I wrote a bunch of other games and supplements and put them on my itch.io storefront and people liked them. I don't have the temperament for the kind of promotion and marketing needed for commercial success ("Witches & War Rigs" did pay my rent the month of its initial release, but that only happened once), but I like making my small batch artisanal nerderies for the fun of creation. Which brings me to this blog.
I have played several dozen different kinds of RPGs with different systems over the years. Counting by the number of hours at the table, I've probably spent more time playing various "World of Darkness" games by White Wolf, but D&D is the game that had the biggest impact on me. That's the one that started it all for me when I first spotted a Monster Manual in a Waldenbooks store back when Waldenbooks still existed. I played and ran with Advanced Dungeons & Dragons 1st and 2nd edition and Dungeons & Dragons 3.0E and 3.5E. I had a love/hate relationship with D&D the whole time, then I was out of gaming for a decade.
A couple years ago, I heard good things about Old School Essentials by Necrotic Gnome and decided to give "D&D" another shot. I realized that a lot of the things I hated about D&D were actually AD&Disms that didn't exist in B/X D&D. I got a copy of the Rules Cyclopedia and saw it had a lot of cruft too, but I decided to just ignore that stuff. I used to be a miserable bastard, but I decided long ago that liking things is more fun than not liking things. I've been a lot happier since that realization, so now I just love the parts of D&D that I love and ignore the parts I hate.
What's "Moon Shadows"?
Moon Shadows is the name I've recently given to the campaign setting that I've run games in for decades, both original adventures and modified modules that were made for other settings. It mostly existed in my head, but it also sprawls across several notebooks, index cards, Post-It notes, and loose scraps of paper, not to mention numerous notes scribbled in the margins of rulebooks. After updating my copy of Affinity Publisher to the latest version and considering which of my works-in-progress should be finished next, I decided to organize and compile my notes to turn Moon Shadows into something comprehensible and useable by other people.
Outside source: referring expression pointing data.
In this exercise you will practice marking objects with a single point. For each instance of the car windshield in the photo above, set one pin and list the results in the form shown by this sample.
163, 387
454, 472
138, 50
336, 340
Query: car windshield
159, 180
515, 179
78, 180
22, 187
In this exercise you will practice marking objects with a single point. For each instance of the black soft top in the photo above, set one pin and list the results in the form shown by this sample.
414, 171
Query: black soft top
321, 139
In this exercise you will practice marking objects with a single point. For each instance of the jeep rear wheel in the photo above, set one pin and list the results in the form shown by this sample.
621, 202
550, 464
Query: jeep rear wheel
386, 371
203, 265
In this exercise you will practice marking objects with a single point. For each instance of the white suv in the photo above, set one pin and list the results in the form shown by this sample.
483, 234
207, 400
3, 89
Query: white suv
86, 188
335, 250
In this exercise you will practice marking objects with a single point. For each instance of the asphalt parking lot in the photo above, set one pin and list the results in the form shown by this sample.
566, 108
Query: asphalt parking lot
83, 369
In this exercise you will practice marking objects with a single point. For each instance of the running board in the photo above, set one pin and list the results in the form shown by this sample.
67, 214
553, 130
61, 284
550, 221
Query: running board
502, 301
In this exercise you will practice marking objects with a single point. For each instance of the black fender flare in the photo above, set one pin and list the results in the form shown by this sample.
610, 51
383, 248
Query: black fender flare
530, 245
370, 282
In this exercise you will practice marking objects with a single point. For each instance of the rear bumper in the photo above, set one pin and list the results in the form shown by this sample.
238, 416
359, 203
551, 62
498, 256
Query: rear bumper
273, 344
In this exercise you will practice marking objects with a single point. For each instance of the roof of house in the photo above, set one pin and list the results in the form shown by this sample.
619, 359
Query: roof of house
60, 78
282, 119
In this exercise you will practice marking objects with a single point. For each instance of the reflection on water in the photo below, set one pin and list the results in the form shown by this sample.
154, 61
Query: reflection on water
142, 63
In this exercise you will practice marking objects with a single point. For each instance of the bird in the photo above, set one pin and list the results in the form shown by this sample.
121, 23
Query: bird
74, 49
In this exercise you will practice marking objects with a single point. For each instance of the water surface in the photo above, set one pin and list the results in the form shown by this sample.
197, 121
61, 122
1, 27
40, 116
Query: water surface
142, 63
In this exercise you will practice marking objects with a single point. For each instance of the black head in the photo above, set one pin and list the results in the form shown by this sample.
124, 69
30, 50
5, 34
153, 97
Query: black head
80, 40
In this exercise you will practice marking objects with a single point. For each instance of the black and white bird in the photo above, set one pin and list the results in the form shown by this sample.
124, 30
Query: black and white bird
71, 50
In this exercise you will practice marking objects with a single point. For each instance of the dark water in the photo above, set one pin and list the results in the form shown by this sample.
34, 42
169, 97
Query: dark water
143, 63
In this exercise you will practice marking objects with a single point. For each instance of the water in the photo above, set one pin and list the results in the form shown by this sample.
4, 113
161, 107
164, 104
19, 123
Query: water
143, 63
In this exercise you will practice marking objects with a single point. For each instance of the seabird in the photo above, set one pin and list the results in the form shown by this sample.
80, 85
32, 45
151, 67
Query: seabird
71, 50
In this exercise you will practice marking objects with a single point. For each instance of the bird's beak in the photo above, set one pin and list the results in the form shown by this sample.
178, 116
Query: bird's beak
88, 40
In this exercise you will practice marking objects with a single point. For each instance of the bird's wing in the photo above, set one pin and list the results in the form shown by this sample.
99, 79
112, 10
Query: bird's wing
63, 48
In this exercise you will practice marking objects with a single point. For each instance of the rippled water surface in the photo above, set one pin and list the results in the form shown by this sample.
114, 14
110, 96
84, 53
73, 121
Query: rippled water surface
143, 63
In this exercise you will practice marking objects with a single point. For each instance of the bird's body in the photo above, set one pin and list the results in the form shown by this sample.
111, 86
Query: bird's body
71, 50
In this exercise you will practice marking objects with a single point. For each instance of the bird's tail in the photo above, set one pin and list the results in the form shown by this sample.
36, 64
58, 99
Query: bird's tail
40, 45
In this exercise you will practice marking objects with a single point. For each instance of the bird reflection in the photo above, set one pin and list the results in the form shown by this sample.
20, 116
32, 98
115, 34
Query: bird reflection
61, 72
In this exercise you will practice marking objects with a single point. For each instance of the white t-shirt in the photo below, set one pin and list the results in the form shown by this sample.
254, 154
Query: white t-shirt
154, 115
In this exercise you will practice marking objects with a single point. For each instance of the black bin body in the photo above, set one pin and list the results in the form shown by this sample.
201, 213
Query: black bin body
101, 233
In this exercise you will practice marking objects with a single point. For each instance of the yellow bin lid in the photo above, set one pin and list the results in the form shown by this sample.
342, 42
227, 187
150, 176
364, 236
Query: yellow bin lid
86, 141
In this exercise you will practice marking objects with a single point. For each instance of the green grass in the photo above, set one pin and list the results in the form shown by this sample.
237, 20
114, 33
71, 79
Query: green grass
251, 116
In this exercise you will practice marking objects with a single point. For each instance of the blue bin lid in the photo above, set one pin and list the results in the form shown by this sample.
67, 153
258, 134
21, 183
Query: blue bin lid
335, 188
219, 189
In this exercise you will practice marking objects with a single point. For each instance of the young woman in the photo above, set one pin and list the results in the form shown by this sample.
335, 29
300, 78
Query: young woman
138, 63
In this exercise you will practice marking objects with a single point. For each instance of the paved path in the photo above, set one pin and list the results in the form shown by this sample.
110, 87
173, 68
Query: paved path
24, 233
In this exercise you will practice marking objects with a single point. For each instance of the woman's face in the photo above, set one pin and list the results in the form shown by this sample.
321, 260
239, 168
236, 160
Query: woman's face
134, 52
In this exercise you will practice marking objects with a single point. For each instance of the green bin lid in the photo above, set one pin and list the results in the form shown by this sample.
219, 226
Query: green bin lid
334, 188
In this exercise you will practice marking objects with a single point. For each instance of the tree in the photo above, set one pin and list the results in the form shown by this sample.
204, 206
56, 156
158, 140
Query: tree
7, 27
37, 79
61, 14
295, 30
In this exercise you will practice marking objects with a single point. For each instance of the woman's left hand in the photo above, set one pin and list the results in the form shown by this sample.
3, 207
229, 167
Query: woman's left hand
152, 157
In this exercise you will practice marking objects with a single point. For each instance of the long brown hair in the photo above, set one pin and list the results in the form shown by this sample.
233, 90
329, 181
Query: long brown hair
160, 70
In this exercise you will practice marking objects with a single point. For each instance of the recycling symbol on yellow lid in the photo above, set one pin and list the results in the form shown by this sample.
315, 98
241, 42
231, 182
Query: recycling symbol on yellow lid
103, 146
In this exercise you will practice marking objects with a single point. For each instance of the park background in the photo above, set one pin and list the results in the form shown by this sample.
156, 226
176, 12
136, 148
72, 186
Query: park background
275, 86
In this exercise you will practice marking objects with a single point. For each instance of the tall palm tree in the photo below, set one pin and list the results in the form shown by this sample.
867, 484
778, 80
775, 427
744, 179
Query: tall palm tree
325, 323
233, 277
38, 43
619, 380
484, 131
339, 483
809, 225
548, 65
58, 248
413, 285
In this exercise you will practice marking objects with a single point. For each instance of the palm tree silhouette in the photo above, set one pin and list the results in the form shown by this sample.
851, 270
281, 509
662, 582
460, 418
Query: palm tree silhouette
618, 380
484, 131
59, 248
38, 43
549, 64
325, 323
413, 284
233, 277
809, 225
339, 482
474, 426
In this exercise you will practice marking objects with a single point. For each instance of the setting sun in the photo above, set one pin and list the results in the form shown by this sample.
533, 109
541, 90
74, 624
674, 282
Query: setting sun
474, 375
It's going to take a long time to finish everything, so I'm going to release it bit by bit as I finish things, but I'm not a fast layout artist. This blog is a place for me to "think out loud" and talk about the setting as I work on compiling and presenting it. I hope other interested gamers will follow along, but if I'm just shouting into the void here, that's fine too. The important thing is that I get this all out of my head.